Tras haber mordido sus labios para no estallar en carcajadas, – pues él
conservaba el sentimiento de su dignidad de juez, – Lacenaire interrumpió.
–Repito que toda esta historia no tiene ninguna relación con el asesinato…
–¡Escuchemos sin embargo! – dijo el ángel.
V
El anciano prosiguió:
–Con respecto al asesinato del granjero en el camino, yo os pido perdón, señor.

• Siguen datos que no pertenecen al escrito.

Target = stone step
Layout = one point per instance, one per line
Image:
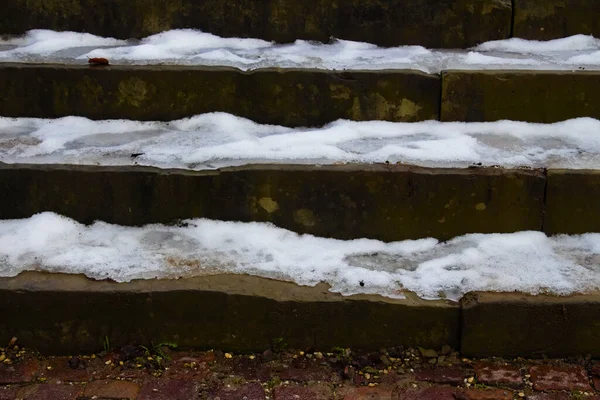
(446, 23)
(291, 97)
(69, 314)
(386, 202)
(295, 97)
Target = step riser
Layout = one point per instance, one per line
(295, 97)
(69, 314)
(382, 202)
(510, 324)
(533, 96)
(449, 24)
(284, 97)
(430, 23)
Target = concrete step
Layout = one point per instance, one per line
(67, 314)
(446, 23)
(425, 22)
(295, 97)
(285, 97)
(386, 202)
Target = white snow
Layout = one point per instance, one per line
(190, 47)
(526, 262)
(218, 140)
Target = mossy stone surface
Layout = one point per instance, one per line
(70, 314)
(513, 324)
(573, 202)
(554, 19)
(431, 23)
(533, 96)
(386, 202)
(291, 97)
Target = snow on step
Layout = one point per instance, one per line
(218, 140)
(189, 47)
(525, 261)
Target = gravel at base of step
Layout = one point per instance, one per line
(136, 372)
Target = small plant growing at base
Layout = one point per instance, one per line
(106, 344)
(155, 351)
(279, 345)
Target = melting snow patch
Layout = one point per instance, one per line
(219, 140)
(526, 262)
(190, 47)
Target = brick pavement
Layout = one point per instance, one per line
(136, 373)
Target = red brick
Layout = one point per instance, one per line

Un día en el que mi esposa y yo tomábamos el fresco ante la puerta, vimos pasar
un transeúnte que parecía estar un poco achispado, perdonando la expresión. Pero
pronto dejamos de preocuparnos de él. Nos miramos, hablamos, nos besamos en la
boca. Nunca mi esposa, con sus cabellos rubios y su boca florida, me había
parecido tan deseable, y ella me estrechaba con una pasión tan tierna que mi
corazón desfallecía de embriaguez, y murmuraba cerca de mi oído. «¡Oh! ¡Qué
guapo eres, amor mío!» De pronto oímos una gran carcajada. El transeúnte se
había detenido y reía hasta retorcerse, mirándonos. «¡Oh! ¡oh! la horrible
vieja!» Podéis adivinar mi cólera. »«¡Oh! ¡oh! el horrible viejo» Madeleine
emitió un grito de rabia. Pero el hombre seguía riendo: «¡No! ¡no! ¡jamás he
visto semejantes monstruos! son espantosos con sus sucios cabellos grises y sus
narices llenas de verrugas rojas, y sus pálidas bocas colgando!» ¡Señores
jueces! escuchando tales mentiras no fuimos dueños de nosotros mismos, y
asesinamos sobre el camino al loco que no veía lo jóvenes y bellos que éramos.
–El crimen se ha perpetrado! ¡Al baño del Averno! – exclamó Lacenaire.
Avinain dijo:
–Sí, desde luego, que se les sumerja en el peor de los baños.
Y Papavoine aprobó la sentencia de sus colegas.
Pero el ángel dijo a los viejos esposos:
–Subid al paraíso, dulces almas, hacia el paraíso ¡donde os volveréis tal como
pensáis ser! Y habéis hecho bien asesinando al despreciable hombre sobre el
camino, al malvado transeúnte que a punto estuvo de matar en vosotros lo que es
más precioso que la vida: ¡la ilusión del amor y de la belleza!